The new initiative, called WIPO Re:Search, will allow qualified researchers access to IP assets owned by selected pharmaceutical companies and research organisations.  The assets will be made available under royalty-free licences to qualified researchers anywhere in the world in a drive to develop more effective treatments.  The assets are publicly available for view here and they include patents, lead compounds and associated data, unpublished results, regulatory data and dossiers, screening technologies and expertise/know-how in pharmaceutical research and development.  The programme, which is administered by the non-profit organisation Bio-Ventures for Global Health (BVGH) will also offer the opportunity for researchers to work directly with scientists at pharmaceutical companies to advance R&D on these diseases.

The initiative includes the establishment of a “Partnership Hub” to be run by BVGH.  This hub will foster collaboration between the organisations while BVGH will provide licensing support to the collaborators.  As WIPO Re:Search moves forward, it is hoped that offerings from current partners will continue to grow while new providers join and contribute further to the information, compounds, and services available.

WIPO Re:Search is open to all organisations that agree to allow a selection of their IP relating to neglected tropical diseases to be licensed on a royalty-free basis for research and development in any country.  The participating organisations must also offer medicines covered by the shared IP assets to be sold on a royalty-free basis in, or to, least developed countries. 
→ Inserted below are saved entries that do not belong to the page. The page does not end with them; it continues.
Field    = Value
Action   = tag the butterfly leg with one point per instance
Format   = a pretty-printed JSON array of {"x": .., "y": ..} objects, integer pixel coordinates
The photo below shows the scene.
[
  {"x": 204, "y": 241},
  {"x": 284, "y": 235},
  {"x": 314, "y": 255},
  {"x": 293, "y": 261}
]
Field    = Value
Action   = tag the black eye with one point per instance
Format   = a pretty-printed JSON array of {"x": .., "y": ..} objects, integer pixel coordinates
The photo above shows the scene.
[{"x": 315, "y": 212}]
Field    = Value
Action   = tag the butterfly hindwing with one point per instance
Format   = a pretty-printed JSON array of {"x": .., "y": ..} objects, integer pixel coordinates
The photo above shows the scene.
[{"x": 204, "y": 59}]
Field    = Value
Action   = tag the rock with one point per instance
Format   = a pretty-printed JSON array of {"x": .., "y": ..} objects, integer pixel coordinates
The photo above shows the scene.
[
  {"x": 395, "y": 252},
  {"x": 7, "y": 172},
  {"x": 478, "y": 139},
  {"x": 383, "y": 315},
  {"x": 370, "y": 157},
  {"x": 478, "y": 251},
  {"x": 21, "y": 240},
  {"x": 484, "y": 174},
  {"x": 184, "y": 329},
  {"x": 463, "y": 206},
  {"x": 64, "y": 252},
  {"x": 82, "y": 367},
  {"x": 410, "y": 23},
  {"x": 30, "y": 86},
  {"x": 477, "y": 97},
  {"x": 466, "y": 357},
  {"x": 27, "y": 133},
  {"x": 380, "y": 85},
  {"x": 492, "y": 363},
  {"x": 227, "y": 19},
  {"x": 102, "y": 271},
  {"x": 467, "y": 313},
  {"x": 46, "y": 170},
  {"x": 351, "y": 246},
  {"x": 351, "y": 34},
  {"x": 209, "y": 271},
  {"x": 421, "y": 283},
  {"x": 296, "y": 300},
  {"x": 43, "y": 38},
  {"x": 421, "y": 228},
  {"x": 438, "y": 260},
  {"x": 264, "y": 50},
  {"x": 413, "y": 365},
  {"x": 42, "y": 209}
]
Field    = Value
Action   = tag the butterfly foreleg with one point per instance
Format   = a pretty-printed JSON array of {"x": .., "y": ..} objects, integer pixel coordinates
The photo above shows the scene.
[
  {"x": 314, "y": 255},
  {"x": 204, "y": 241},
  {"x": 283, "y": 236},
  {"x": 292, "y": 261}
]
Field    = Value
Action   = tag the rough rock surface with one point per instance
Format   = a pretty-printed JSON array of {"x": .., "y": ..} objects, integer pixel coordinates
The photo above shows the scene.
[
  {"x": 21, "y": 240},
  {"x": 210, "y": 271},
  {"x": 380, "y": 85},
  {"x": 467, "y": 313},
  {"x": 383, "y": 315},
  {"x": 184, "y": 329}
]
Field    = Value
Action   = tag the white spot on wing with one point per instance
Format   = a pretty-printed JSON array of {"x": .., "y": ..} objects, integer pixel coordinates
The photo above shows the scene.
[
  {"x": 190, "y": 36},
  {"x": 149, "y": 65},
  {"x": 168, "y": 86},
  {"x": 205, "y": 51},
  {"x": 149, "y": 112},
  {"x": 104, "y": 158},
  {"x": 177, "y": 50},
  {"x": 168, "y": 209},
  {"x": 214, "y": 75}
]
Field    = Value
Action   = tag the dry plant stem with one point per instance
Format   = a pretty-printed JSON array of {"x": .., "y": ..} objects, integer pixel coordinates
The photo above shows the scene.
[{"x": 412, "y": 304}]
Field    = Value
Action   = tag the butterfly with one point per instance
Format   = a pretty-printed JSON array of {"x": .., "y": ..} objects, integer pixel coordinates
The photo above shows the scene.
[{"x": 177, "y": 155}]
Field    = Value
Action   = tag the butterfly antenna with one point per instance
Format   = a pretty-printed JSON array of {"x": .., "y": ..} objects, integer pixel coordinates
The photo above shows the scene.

The impressive list of industry backers means that there exists real potential to open up the research vaults of some of the big players to allow access to research institutions and NGOs keen to develop new treatments.  Alnylam Pharmaceuticals, AstraZeneca, Eisai, GlaxoSmithKline, Merck Sharp & Dohme, Novartis, Pfizer, and Sanofi have signed up to collaborate with a number of research organisations including the U.S. National Institutes of Health (NIH), California Institute of Technology, the Center for World Health & Medicine, the Drugs for Neglected Diseases initiative, Fundação Oswaldo Cruz (Fiocruz), Massachusetts Institute of Technology, Medicines for Malaria Venture, PATH, the South African Medical Research Council, the Swiss Tropical and Public Health Institute, the University of California, Berkeley, and the University of Dundee (UK).  It is hoped that the initiative will facilitate new partnerships to develop treatments for the diseases that are often prevalent in very poor populations. 

The development of treatments for malaria and tuberculosis is mentioned specifically but other diseases classified as “neglected tropical diseases” are also to be targeted.  This term encompasses less well known tropical diseases and conditions including Buruli ulcer, Chagas disease (American trypanosomiasis), cysticercosis, dengue/dengue hemorrhagic fever, dracunculiasis (guinea-worm disease), echinococcosis, endemic treponematoses (yaws), foodborne trematode infections (clonorchiasis, opistorchiasis, fascioliasis, and paragonimiasis), human African trypanosomiasis (African sleeping sickness), leishmaniasis, leprosy, lymphatic filariasis, malaria, onchocerciasis, rabies, schistosomiasis, soil transmitted helminths, trachoma, tuberculosis, podoconiosis, and snakebite.

The provision of free medicines to poorer populations appears to be a growing facet of pharma company behaviour and the WIPO Re:Search programme fits well with these strategies as well as potentially providing a new perspective on shelved research programmes.